Vielleicht besitzt du einen lichtdurchfluteten Pavillon mit Fußbodenheizung, federndem Holzparkett und Blick aufs Meer. Dann gratulieren wir sehr herzlich. Alle anderen (uns eingeschlossen) tun gut daran, eine kleine Ecke in der Wohnung als Übungsecke zu deklarieren. Ein winziger „Marker”, ein Signal in Form eines Teelichts, ein paar Blümchen, einer Postkarte aus Rosenheim, egal, was es für dich ist und diese zwei Quadratmeter zu einem besonderen Raum macht, und fertig ist dein kleines Studio.

Nun lege fest, wann du üben wirst. Lüge dir nicht in die Tasche. Wenn du morgens in letzter Sekunde mit einer Coladose zum Bus rennst, übe lieber abends. Wenn du abends gerne zur Cocktailstunde mit Kollegen gehst, übe morgens. Es gibt gute Gründe für jeden Zeitpunkt am Tag und wir haben eine Menge Angebote für morgens und abends (und auch zwischendurch).

Yoga Video Interview: wie komme ich morgens auf die Yogamatte?YogaEasy-Video abspielen

3. Übe einfache Asanas

Bleibe eisern bei den Haltungen und Sequenzen, die du so üben kannst, dass sie dir Freude bereiten. Es sind nur drei Haltungen, in denen du gut atmen kannst? Dann machst du diese drei und lässt die anderen bleiben. Wiederholung ist völlig unterschätzt, gerade in einem hektischen Leben. Du wirst sehen, der Moment, in dem du dich sicher und gut fühlst, wird schneller kommen als du denkst, und dann, erst dann, ist der Zeitpunkt da, eine weitere Haltung oder Asana (wie wir sagen) in Angriff zu nehmen.

Beispiele für Basic-Haltungen sind Plank (auch „schiefe Ebene“ oder „Brettstellung” genannt), Katze-Kuh im Vierfüßlerstand, ein Ausfallschritt mit dem hinteren Knie am Boden und vor allem unsere geliebte Haltung des Kindes (Balasana).
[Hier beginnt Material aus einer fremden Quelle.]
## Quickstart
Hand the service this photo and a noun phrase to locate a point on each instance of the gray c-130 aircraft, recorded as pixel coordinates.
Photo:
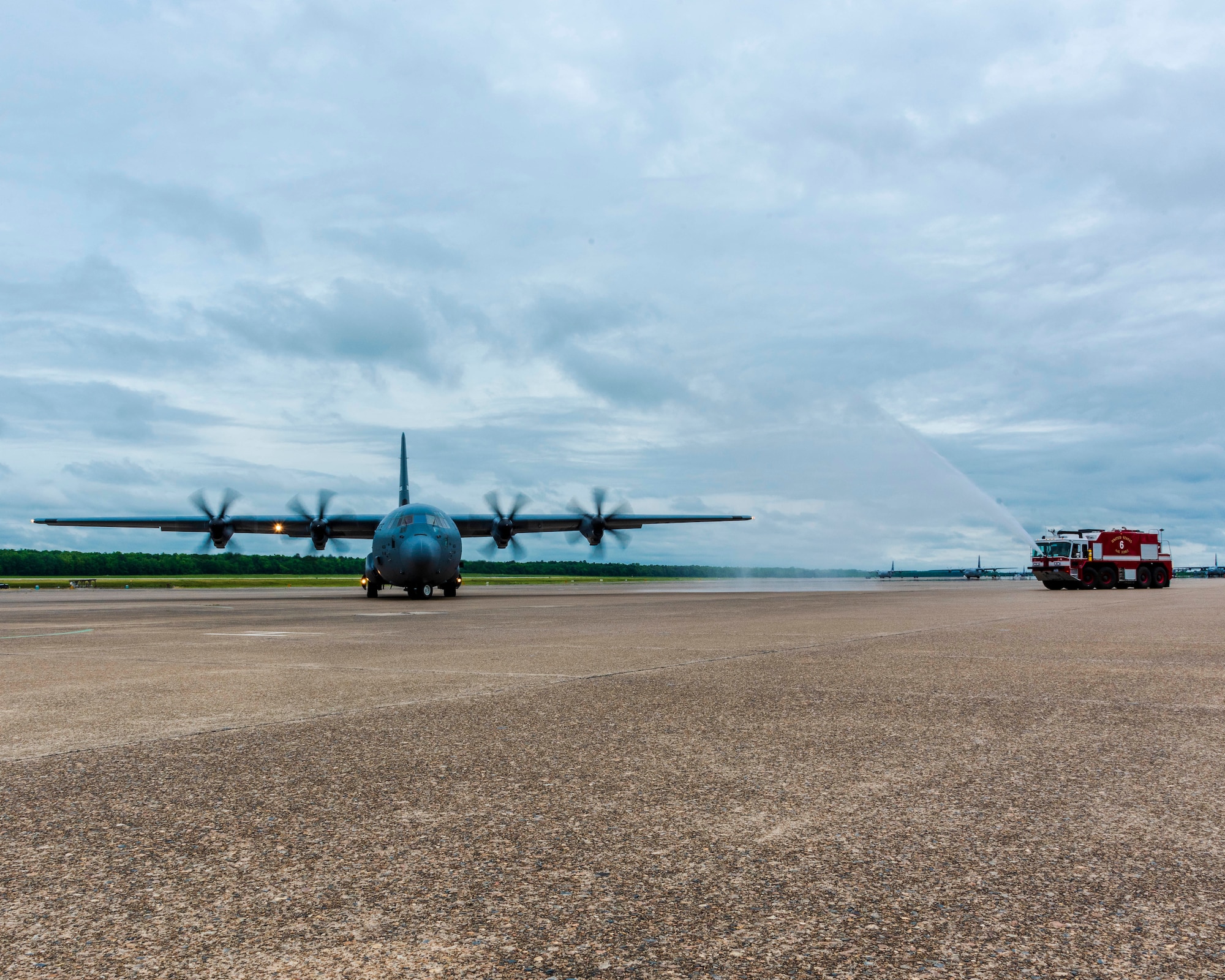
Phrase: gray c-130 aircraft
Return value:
(416, 547)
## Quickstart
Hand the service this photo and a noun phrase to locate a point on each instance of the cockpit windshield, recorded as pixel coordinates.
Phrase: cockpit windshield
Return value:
(1054, 549)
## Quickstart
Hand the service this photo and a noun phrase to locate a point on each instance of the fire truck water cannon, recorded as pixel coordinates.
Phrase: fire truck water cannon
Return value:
(1097, 559)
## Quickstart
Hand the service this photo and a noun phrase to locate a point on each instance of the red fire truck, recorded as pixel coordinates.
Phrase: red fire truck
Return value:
(1097, 559)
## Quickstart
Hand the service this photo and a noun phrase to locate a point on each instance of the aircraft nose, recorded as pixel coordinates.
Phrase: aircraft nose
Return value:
(422, 556)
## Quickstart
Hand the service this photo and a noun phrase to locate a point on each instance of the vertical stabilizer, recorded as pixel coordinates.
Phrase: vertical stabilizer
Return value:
(404, 470)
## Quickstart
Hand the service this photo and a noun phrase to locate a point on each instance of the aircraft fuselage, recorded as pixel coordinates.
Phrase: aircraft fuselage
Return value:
(416, 546)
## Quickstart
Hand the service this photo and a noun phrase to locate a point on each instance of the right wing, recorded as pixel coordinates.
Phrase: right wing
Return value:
(292, 526)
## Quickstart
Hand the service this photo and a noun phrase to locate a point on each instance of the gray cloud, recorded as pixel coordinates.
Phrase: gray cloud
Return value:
(361, 323)
(396, 247)
(94, 286)
(186, 211)
(694, 254)
(122, 473)
(100, 409)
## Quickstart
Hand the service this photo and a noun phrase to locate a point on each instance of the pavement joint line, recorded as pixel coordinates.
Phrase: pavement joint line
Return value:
(563, 679)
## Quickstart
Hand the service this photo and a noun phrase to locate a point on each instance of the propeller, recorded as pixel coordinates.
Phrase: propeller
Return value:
(502, 532)
(595, 525)
(221, 529)
(319, 525)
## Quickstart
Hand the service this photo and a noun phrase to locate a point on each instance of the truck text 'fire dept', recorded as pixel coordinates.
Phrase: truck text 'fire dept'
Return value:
(1097, 559)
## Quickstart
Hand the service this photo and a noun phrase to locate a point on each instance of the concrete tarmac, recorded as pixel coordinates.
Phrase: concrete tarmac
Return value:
(966, 780)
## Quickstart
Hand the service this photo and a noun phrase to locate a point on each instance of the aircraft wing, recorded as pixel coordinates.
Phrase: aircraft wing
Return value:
(478, 525)
(340, 526)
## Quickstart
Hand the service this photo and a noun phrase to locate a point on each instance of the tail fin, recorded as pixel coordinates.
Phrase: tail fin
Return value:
(404, 471)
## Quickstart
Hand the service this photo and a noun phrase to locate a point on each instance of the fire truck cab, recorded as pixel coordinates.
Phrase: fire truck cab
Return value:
(1097, 559)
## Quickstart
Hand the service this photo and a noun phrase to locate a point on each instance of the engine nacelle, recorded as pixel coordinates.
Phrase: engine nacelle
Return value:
(221, 532)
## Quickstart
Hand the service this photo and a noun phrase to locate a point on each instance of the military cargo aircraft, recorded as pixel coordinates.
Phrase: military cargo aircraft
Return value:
(416, 547)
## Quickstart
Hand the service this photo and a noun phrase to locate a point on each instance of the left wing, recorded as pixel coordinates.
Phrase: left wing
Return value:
(480, 525)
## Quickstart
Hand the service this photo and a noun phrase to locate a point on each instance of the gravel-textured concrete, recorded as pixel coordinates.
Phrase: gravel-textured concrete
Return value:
(981, 780)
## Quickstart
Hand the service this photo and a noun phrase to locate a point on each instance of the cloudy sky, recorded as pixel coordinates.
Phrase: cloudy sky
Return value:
(808, 262)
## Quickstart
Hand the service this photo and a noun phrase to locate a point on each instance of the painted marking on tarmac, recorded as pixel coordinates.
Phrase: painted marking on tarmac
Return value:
(34, 636)
(438, 613)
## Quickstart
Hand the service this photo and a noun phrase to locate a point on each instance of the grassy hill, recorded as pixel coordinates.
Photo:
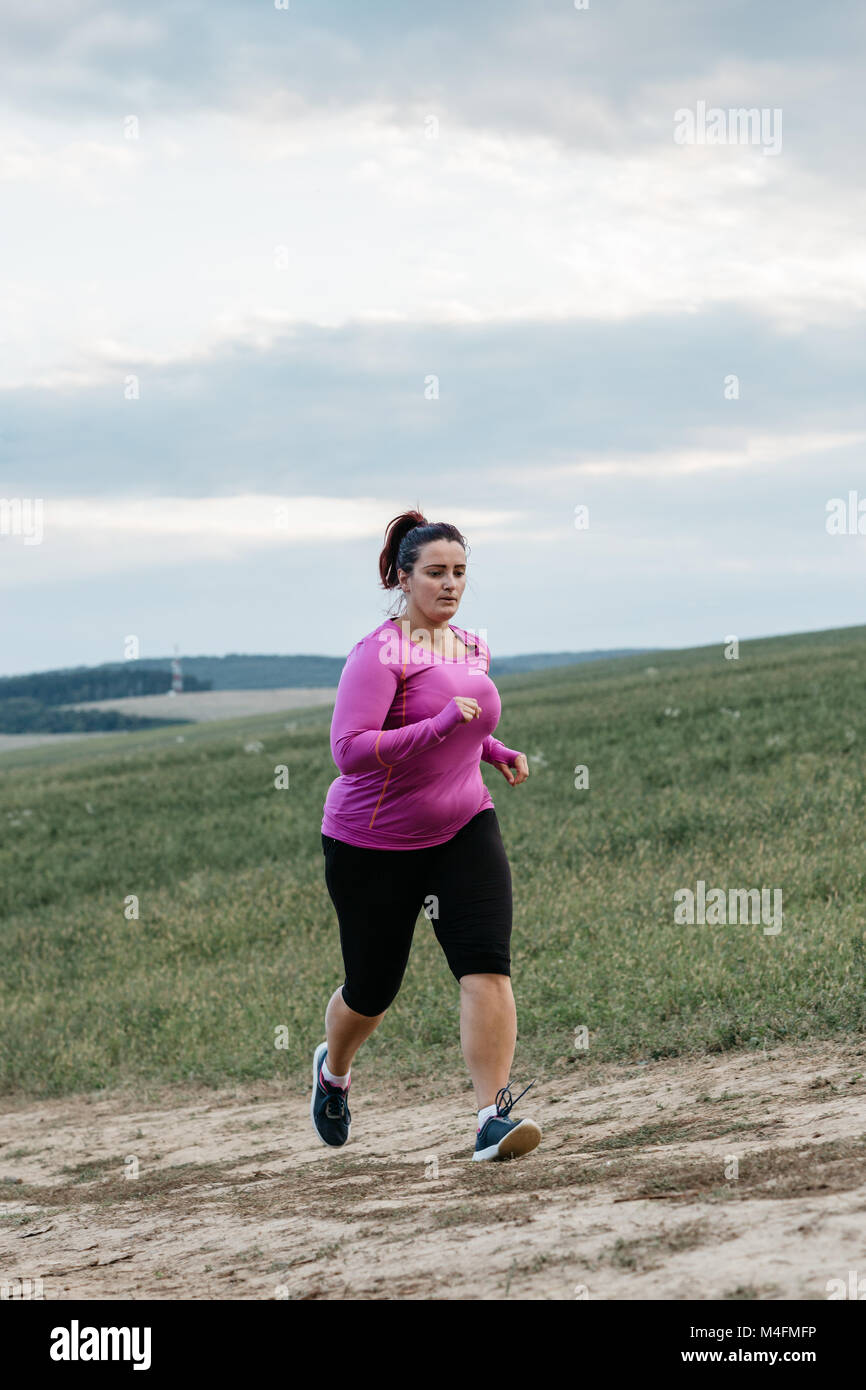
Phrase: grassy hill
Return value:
(741, 773)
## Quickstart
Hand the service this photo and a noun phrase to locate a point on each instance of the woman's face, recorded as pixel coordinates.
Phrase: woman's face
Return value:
(435, 585)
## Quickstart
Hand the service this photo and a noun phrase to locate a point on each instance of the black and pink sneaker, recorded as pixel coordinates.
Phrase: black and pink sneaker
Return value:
(501, 1137)
(330, 1105)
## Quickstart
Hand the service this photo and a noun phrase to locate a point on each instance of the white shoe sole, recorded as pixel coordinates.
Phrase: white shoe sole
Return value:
(523, 1139)
(317, 1059)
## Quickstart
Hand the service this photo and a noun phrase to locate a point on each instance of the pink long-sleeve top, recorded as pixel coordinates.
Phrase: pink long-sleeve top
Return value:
(410, 765)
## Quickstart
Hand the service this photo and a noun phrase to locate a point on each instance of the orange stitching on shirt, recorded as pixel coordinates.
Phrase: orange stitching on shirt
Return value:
(377, 751)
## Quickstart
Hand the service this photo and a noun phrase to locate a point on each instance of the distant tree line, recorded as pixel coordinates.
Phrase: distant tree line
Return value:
(89, 683)
(31, 716)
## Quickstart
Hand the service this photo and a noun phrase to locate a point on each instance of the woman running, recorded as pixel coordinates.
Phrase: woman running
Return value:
(409, 824)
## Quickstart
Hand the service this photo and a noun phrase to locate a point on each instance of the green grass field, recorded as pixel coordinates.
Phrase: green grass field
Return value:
(237, 934)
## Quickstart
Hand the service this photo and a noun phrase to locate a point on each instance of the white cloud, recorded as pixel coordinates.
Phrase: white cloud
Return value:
(752, 452)
(168, 246)
(86, 537)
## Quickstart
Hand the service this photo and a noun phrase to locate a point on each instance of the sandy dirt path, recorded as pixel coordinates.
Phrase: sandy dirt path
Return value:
(627, 1197)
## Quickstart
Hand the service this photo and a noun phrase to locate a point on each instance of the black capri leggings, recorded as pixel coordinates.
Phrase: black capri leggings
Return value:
(464, 887)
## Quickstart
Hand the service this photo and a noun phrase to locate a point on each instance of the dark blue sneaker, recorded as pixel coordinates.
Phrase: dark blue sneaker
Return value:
(328, 1108)
(501, 1137)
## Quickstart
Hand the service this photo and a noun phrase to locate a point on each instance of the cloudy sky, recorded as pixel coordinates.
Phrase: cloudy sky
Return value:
(271, 275)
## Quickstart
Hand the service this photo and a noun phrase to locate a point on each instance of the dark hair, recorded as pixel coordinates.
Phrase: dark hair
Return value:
(405, 538)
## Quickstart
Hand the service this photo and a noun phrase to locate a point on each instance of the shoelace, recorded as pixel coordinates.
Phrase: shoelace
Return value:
(335, 1107)
(502, 1111)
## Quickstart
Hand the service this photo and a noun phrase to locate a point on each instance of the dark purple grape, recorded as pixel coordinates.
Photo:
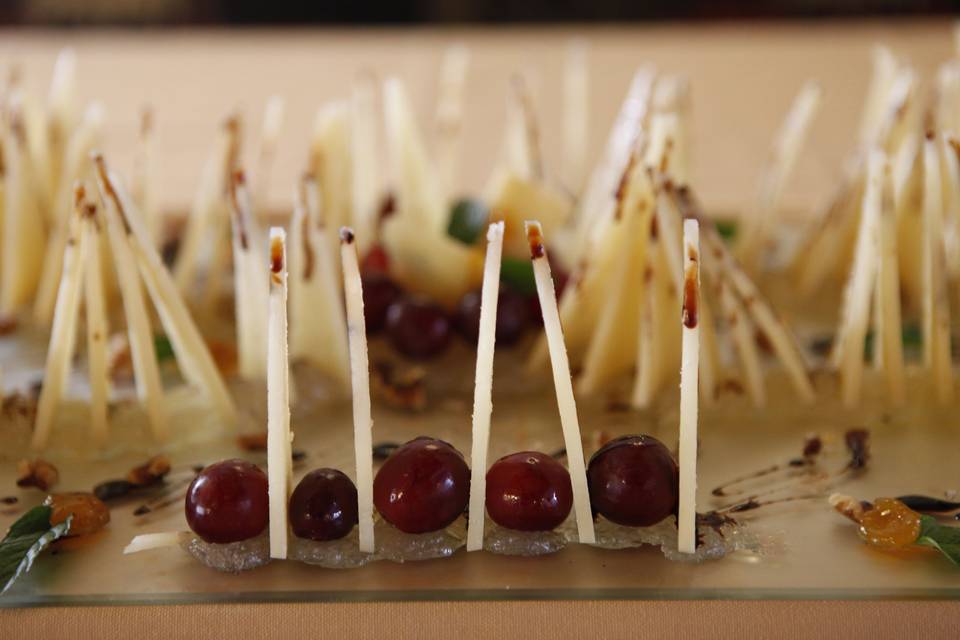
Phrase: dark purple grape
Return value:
(528, 491)
(418, 328)
(323, 506)
(513, 316)
(379, 292)
(424, 486)
(633, 481)
(227, 502)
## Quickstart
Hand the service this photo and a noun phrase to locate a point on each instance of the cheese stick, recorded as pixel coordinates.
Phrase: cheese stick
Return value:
(65, 314)
(860, 286)
(250, 286)
(689, 392)
(562, 382)
(936, 302)
(576, 112)
(140, 334)
(483, 386)
(273, 114)
(279, 465)
(146, 188)
(889, 337)
(94, 302)
(318, 327)
(193, 356)
(360, 378)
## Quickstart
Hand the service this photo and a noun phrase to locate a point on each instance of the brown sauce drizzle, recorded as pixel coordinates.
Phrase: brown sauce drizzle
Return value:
(276, 256)
(109, 191)
(691, 295)
(795, 473)
(308, 257)
(238, 181)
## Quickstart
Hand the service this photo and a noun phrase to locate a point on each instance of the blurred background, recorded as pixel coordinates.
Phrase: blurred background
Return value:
(745, 62)
(185, 12)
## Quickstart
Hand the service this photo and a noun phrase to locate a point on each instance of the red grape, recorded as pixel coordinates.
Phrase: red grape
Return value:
(418, 328)
(633, 481)
(323, 506)
(227, 502)
(424, 486)
(513, 316)
(379, 292)
(528, 491)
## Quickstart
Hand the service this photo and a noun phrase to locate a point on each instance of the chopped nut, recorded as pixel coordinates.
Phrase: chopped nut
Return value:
(401, 389)
(36, 473)
(89, 513)
(152, 471)
(849, 506)
(253, 441)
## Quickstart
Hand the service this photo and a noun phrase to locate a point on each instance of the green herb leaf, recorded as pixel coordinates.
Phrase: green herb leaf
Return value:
(161, 344)
(941, 537)
(911, 335)
(726, 228)
(517, 273)
(27, 537)
(468, 217)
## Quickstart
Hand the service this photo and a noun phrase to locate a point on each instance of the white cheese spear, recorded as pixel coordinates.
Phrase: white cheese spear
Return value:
(279, 466)
(64, 326)
(561, 382)
(94, 302)
(360, 379)
(193, 356)
(251, 289)
(483, 386)
(689, 391)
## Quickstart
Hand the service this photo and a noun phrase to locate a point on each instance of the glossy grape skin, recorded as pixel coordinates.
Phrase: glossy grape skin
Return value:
(424, 486)
(633, 481)
(528, 491)
(513, 316)
(323, 506)
(418, 328)
(379, 292)
(227, 502)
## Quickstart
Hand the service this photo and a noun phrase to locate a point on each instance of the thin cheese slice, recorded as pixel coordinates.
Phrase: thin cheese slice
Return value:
(149, 541)
(562, 382)
(360, 378)
(279, 465)
(689, 392)
(860, 287)
(65, 313)
(94, 302)
(273, 114)
(483, 386)
(250, 285)
(318, 327)
(193, 356)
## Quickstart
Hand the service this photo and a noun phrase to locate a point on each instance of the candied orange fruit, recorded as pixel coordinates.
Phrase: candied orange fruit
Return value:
(890, 524)
(90, 514)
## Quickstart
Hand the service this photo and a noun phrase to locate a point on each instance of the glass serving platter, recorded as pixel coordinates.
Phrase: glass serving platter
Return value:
(806, 549)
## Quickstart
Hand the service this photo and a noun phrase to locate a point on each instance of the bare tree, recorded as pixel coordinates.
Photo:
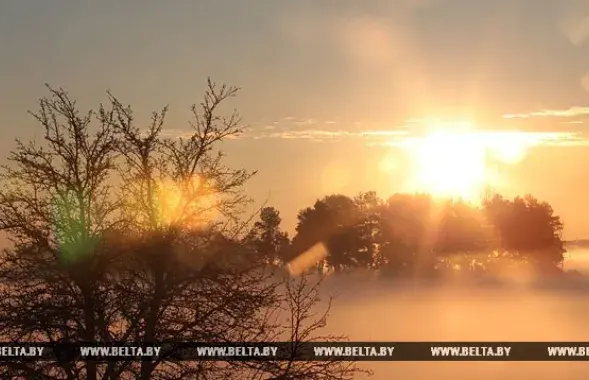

Der herabschauende Hund dagegen ist weniger einfach als gedacht. Warte ein bisschen, bis Arme und Beine kräftiger sind, bevor du damit anfängst.

In jedem Fall, ganz egal, was oder warum du übst, wirst du folgendes trainieren: Geduld, Kraft und die Fähigkeit, dich selbst zu akzeptieren, wie du bist. Nicht schlecht, oder?